Data Intensive Abstractions for High End Biometric Applications
PIs: Douglas Thain and Patrick Flynn. This work is supported by the National Science Foundation under grant CNS-06-21434.
Biometric research requires the execution of very large data intensive batch workloads.
To evaluate new matching algorithms, researchers wish to compare thousands of images
to each other by brute force. When these sort of workloads are submitted to conventional
batch systems in the usual way, they induce massive amount ofs network and I/O traffic
that result in very poor throughput. How can we execute such large workloads effectively?

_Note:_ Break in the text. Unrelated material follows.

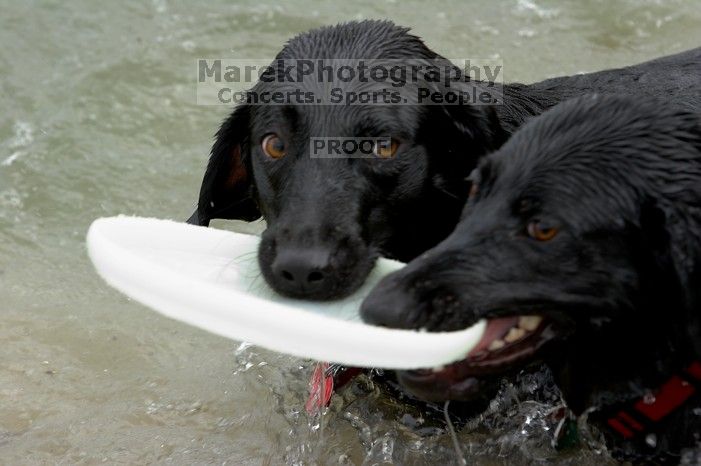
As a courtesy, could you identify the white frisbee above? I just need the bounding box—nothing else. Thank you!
[87,216,485,369]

To attack this problem, we are introducing data intensive abstractions that
allow the user to easily provide the system with more information about the structure of a workload
so that is can partition the data and execute it effectively.
The abstraction explicitly specifies the data to be processed, the code that will process it,
and the relationship between the two. One example of an abstraction is All-Pairs:
All-Pairs( set S, function F ):|
For all Si and Sj in set S, compute: F( Si, Sj )
A computing system with an All-Pairs interface can easily find a more efficient
implementation than a demand-paged filesystem. The input data can be staged
to the computation nodes by a spanning tree, and the partitioning of work units
into jobs can be done according to the performance properties of the system.
In this project, we are designing a variety of similar data intensive abstractions
that allow for the easy and efficient execution of large scientific workloads.
(Showing papers with tag abstractions. See all papers instead.)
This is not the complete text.